I spent the weekend creating necklaces — for myself.  I managed to finish five necklaces in all — including the one for Lou and a friend.  I revised the necklace for Lou to have a pendant of Our Lady of Lourdes as its focal point.  I made one for another friend who is a devotee of Our Lady of Guadalupe.   I have been on a creative streak, yet I have managed to botch up my necklace for the wedding this weekend.  I had initially bought 4 strands of gorgeous pearls and bought an additional 2 strands last Friday, but when I put them side-by-side, they were of different shades.  I will go and check out which shade has additional strands I can get to complete 6 strands in all.
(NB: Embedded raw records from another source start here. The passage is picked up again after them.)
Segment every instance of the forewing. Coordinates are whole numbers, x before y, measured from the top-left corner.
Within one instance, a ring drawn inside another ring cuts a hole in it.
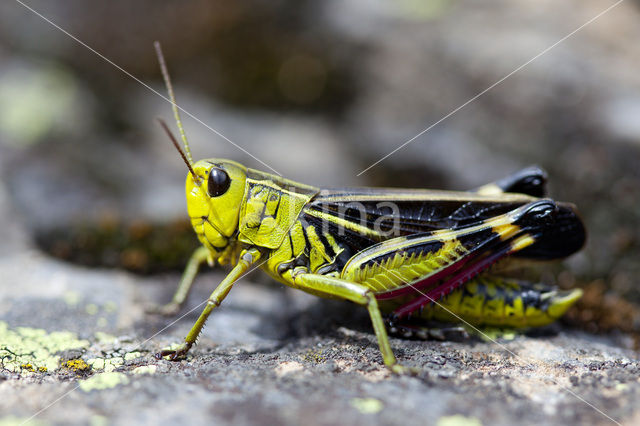
[[[535,243],[530,225],[556,209],[540,200],[480,224],[457,230],[397,237],[362,250],[345,265],[342,278],[371,288],[380,298],[449,282],[451,288],[508,254]]]

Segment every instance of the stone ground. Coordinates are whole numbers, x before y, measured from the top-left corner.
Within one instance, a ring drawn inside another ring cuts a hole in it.
[[[252,275],[186,360],[156,360],[191,327],[219,272],[198,279],[180,319],[164,319],[144,306],[168,300],[177,275],[62,263],[17,227],[1,237],[1,425],[640,421],[640,361],[624,335],[556,326],[497,343],[393,338],[401,362],[419,369],[396,376],[363,309]]]
[[[29,1],[157,89],[151,43],[160,38],[179,102],[289,178],[464,189],[540,164],[552,196],[575,202],[589,230],[587,247],[545,278],[582,286],[583,302],[589,287],[599,289],[592,307],[610,308],[574,311],[572,319],[599,334],[560,324],[502,334],[498,343],[393,338],[399,360],[420,371],[394,376],[363,309],[254,273],[212,315],[186,360],[156,360],[154,352],[184,337],[222,272],[198,278],[182,317],[161,318],[144,306],[169,300],[177,272],[143,277],[104,266],[139,266],[148,252],[120,238],[117,246],[135,254],[129,264],[113,247],[89,261],[93,253],[81,250],[76,261],[102,265],[89,268],[48,257],[33,241],[51,229],[76,235],[83,221],[114,212],[148,225],[185,217],[184,166],[153,124],[156,116],[170,120],[168,105],[3,2],[0,426],[640,424],[632,350],[640,328],[637,1],[621,3],[361,177],[358,170],[613,0],[445,0],[422,8],[243,0],[228,14],[214,3],[184,2],[176,13],[152,0]],[[327,78],[324,94],[306,104],[288,89],[307,86],[295,78],[283,86],[281,73],[300,56]],[[254,78],[256,63],[264,78]],[[196,157],[264,168],[208,129],[185,125]],[[143,270],[168,263],[154,260]],[[621,328],[636,334],[607,331]]]

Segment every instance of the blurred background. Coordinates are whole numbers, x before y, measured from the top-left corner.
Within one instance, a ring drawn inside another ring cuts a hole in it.
[[[282,175],[318,186],[468,189],[538,164],[587,247],[539,271],[580,286],[566,320],[638,332],[640,2],[139,0],[28,5]],[[18,2],[0,4],[0,253],[137,273],[196,239],[170,105]],[[267,170],[183,116],[194,157]]]

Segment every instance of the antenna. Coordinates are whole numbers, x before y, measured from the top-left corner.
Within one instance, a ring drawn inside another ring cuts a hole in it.
[[[178,144],[178,140],[176,139],[175,136],[173,136],[173,133],[171,133],[169,126],[167,126],[167,123],[165,123],[165,121],[162,118],[158,118],[157,120],[158,120],[158,123],[160,123],[160,127],[164,129],[164,131],[167,133],[167,136],[169,136],[169,139],[171,139],[171,142],[173,142],[173,146],[175,146],[178,152],[180,153],[180,157],[182,157],[182,159],[184,160],[184,163],[187,165],[187,168],[189,169],[189,173],[191,173],[191,176],[193,176],[193,180],[196,182],[198,186],[200,186],[202,184],[200,177],[193,170],[193,167],[191,167],[191,164],[189,164],[189,160],[187,160],[187,157],[184,155],[184,152],[182,152],[182,150],[180,149],[180,144]]]
[[[167,64],[164,61],[164,55],[162,54],[162,47],[160,46],[159,41],[153,42],[153,47],[156,49],[156,55],[158,56],[158,62],[160,63],[160,70],[162,71],[162,78],[164,78],[164,84],[167,86],[167,91],[169,92],[169,98],[171,99],[171,108],[173,109],[173,116],[176,119],[176,124],[178,125],[178,130],[180,131],[180,137],[182,138],[182,142],[184,143],[184,150],[187,153],[187,164],[189,165],[189,170],[191,174],[193,173],[193,158],[191,157],[191,150],[189,149],[189,141],[187,141],[187,135],[184,133],[184,128],[182,127],[182,120],[180,119],[180,112],[178,111],[178,104],[176,104],[176,97],[173,94],[173,86],[171,85],[171,78],[169,78],[169,71],[167,69]],[[164,122],[161,122],[163,124]],[[166,126],[166,123],[164,124]],[[169,132],[171,133],[171,132]],[[173,135],[171,135],[173,136]],[[182,150],[178,149],[182,154]],[[183,154],[184,155],[184,154]]]

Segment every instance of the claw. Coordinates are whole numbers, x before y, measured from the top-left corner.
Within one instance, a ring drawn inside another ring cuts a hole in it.
[[[154,357],[156,359],[169,357],[169,361],[178,361],[187,356],[187,352],[189,352],[190,348],[191,348],[191,345],[184,343],[180,345],[177,349],[165,349],[160,352],[156,352]]]
[[[420,374],[420,369],[415,367],[407,367],[402,364],[393,364],[389,366],[389,369],[394,374],[401,374],[406,376],[417,376]]]

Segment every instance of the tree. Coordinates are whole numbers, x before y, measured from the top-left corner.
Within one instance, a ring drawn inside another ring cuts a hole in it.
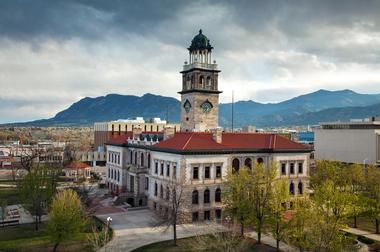
[[[43,210],[48,206],[56,189],[56,171],[47,167],[31,169],[18,184],[20,198],[35,216],[35,227],[41,222]]]
[[[181,176],[180,176],[181,177]],[[163,190],[164,186],[161,187]],[[167,231],[170,227],[173,229],[173,245],[177,246],[177,225],[185,218],[184,210],[187,197],[184,195],[186,193],[186,186],[184,178],[170,179],[165,185],[166,194],[161,192],[161,205],[166,205],[167,212],[162,215],[162,221],[159,225],[165,224]]]
[[[273,237],[276,239],[277,251],[280,249],[280,241],[284,238],[284,231],[288,220],[285,219],[286,204],[290,199],[288,183],[284,179],[278,179],[273,184],[273,194],[270,199],[270,224]]]
[[[273,197],[272,186],[277,176],[275,163],[265,167],[255,164],[250,170],[250,183],[247,185],[248,199],[252,204],[251,223],[257,231],[257,243],[261,243],[264,224],[270,214],[269,202]]]
[[[368,216],[375,221],[376,234],[379,233],[380,222],[380,170],[375,166],[369,166],[365,176],[366,210]]]
[[[250,170],[242,168],[239,172],[229,171],[223,187],[223,202],[226,213],[239,222],[241,237],[244,237],[244,226],[251,216],[252,205],[247,191],[250,183]]]
[[[48,231],[54,251],[58,245],[80,233],[86,225],[84,207],[78,195],[71,189],[58,192],[49,211]]]

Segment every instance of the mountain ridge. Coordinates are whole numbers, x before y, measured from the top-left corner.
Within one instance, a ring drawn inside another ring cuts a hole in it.
[[[320,89],[312,93],[299,95],[278,103],[260,103],[253,100],[234,103],[234,124],[281,126],[314,124],[318,118],[333,119],[331,109],[338,109],[340,117],[346,115],[371,116],[360,107],[380,104],[380,94],[360,94],[349,89],[329,91]],[[219,107],[219,124],[231,124],[231,103],[221,103]],[[347,112],[341,112],[347,109]],[[374,106],[367,111],[380,114]],[[329,115],[324,116],[324,110]],[[350,112],[351,111],[351,112]],[[107,94],[98,97],[84,97],[68,108],[58,112],[49,119],[25,123],[8,123],[14,126],[75,126],[91,125],[97,121],[110,121],[122,118],[161,117],[172,122],[180,120],[180,101],[146,93],[142,96]],[[337,116],[337,117],[339,117]],[[340,118],[336,118],[339,120]],[[348,118],[349,119],[349,118]],[[307,120],[310,120],[308,122]],[[320,121],[318,121],[320,122]]]

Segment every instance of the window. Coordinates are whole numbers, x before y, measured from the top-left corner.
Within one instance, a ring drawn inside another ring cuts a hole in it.
[[[166,177],[170,176],[170,164],[166,165]]]
[[[194,205],[198,205],[198,203],[199,203],[199,196],[198,196],[198,191],[197,190],[194,190],[193,191],[193,196],[192,196],[192,203],[194,204]]]
[[[199,179],[198,167],[193,167],[193,179]]]
[[[290,163],[290,174],[294,174],[294,163]]]
[[[294,184],[293,184],[293,182],[292,183],[290,183],[290,185],[289,185],[289,192],[290,192],[290,194],[291,195],[294,195]]]
[[[148,168],[150,169],[150,154],[148,154]]]
[[[140,165],[141,165],[141,166],[144,166],[144,153],[141,153],[141,157],[140,157]]]
[[[222,219],[222,210],[221,209],[215,209],[215,218],[217,220]]]
[[[244,161],[244,166],[249,168],[249,169],[252,169],[252,159],[246,158]]]
[[[158,174],[158,163],[157,162],[154,163],[154,173]]]
[[[303,185],[302,185],[302,182],[298,183],[298,193],[299,194],[303,194]]]
[[[222,167],[221,166],[217,166],[216,167],[216,178],[221,178],[222,177]]]
[[[303,174],[303,163],[298,163],[298,173]]]
[[[206,189],[203,194],[203,203],[208,204],[210,203],[210,190]]]
[[[111,177],[111,169],[108,168],[108,178],[110,178],[110,177]]]
[[[193,222],[197,222],[199,220],[199,214],[198,212],[193,213]]]
[[[160,175],[161,176],[164,175],[164,163],[161,163],[161,172],[160,172]]]
[[[210,211],[205,211],[204,212],[204,220],[210,220]]]
[[[149,178],[145,177],[145,190],[149,189]]]
[[[135,164],[137,164],[137,151],[135,152]]]
[[[177,166],[173,165],[173,178],[177,178]]]
[[[164,198],[164,187],[162,185],[160,186],[160,198]]]
[[[210,179],[210,166],[205,167],[205,179]]]
[[[133,157],[132,151],[129,152],[129,157],[130,157],[129,163],[132,164],[133,163],[133,161],[132,161],[132,157]]]
[[[157,210],[157,203],[156,202],[153,203],[153,208],[154,208],[154,210]]]
[[[281,175],[286,175],[286,163],[281,163]]]
[[[166,200],[169,200],[170,198],[170,190],[169,190],[169,187],[167,186],[166,187]]]
[[[215,202],[222,202],[222,190],[220,188],[215,190]]]
[[[232,172],[239,172],[240,169],[240,161],[239,159],[235,158],[232,160]]]
[[[154,196],[157,197],[158,185],[157,182],[154,182]]]
[[[264,163],[264,160],[263,160],[262,158],[258,158],[258,159],[257,159],[257,163],[258,163],[258,164],[262,164],[262,163]]]
[[[119,170],[117,171],[117,181],[120,182],[120,171]]]
[[[130,183],[129,191],[134,192],[135,191],[135,176],[129,177],[129,183]]]

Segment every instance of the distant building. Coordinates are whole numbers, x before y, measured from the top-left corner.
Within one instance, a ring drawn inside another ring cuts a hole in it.
[[[241,128],[241,132],[256,133],[256,126],[253,126],[253,125],[243,126]]]
[[[142,117],[127,120],[120,119],[110,122],[97,122],[94,124],[95,148],[98,151],[104,151],[104,149],[101,149],[111,138],[125,135],[127,132],[132,132],[135,128],[139,128],[144,132],[163,132],[164,128],[170,125],[173,126],[176,131],[180,131],[180,124],[167,123],[160,118],[153,118],[149,122],[145,122]]]
[[[90,166],[80,161],[73,161],[63,168],[65,177],[73,180],[86,180],[91,178]]]
[[[315,132],[315,159],[380,165],[380,118],[322,123]]]

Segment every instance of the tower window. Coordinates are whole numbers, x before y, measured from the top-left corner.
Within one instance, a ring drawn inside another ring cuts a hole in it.
[[[193,167],[193,179],[199,179],[198,167]]]

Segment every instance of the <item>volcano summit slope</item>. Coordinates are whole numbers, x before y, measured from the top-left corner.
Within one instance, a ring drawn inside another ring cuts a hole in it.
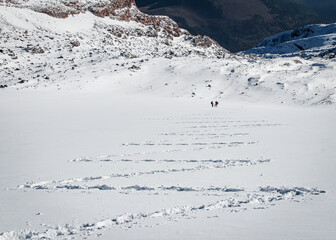
[[[0,7],[0,84],[9,89],[110,88],[174,97],[335,102],[333,59],[235,56],[208,37],[176,28],[169,18],[140,14],[134,5],[128,11],[135,12],[133,18],[152,24],[120,20],[125,9],[119,17],[86,11],[55,18],[30,8]]]
[[[1,240],[335,239],[332,40],[234,55],[133,0],[0,4]]]

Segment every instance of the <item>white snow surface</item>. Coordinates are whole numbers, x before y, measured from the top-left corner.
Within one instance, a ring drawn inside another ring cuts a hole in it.
[[[336,111],[1,95],[0,239],[334,239]]]
[[[336,238],[334,60],[90,13],[0,29],[0,240]]]

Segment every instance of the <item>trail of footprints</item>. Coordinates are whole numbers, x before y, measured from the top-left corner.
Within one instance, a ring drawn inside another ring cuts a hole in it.
[[[201,212],[213,211],[229,211],[238,212],[243,210],[263,209],[273,202],[304,198],[307,195],[318,195],[324,193],[317,189],[306,188],[260,188],[260,193],[244,194],[236,198],[228,198],[219,201],[214,201],[207,204],[194,206],[177,206],[174,208],[164,208],[153,212],[125,213],[119,216],[101,219],[96,222],[87,222],[81,225],[66,224],[64,226],[47,226],[45,230],[23,230],[9,231],[2,233],[0,237],[4,239],[73,239],[75,236],[80,236],[82,239],[87,237],[99,237],[108,229],[113,227],[130,227],[141,225],[141,222],[152,220],[159,225],[162,219],[165,221],[176,221],[181,218],[190,218],[190,215]]]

The good news is I might eventually get the chance to do a photowalk through Bryant Park — maybe tomorrow on the way to my pearl supplier =)  I actually did manage to stop and take some macro shots of tulips that had already bloomed and opened.  There’s more in the park.  Tomorrow, it is!

Happy Mother’s Day, Mama

My Mother and I

Mother’s Day is special to me because of the person who molded me to be the mother that I am now and who makes me worthy of being celebrated as a mother myself.  47 years ago, she gave birth to me and even though we are 10,000 miles apart, she continues to hold my hand.

We love you, Mama.  Even when you feel like we have grown up to be very different people from the children you once knew, your heart is very precious to us.  It is your love and strength that keeps us all up even now as we have our own families.  Thank you for blessing our lives with your love.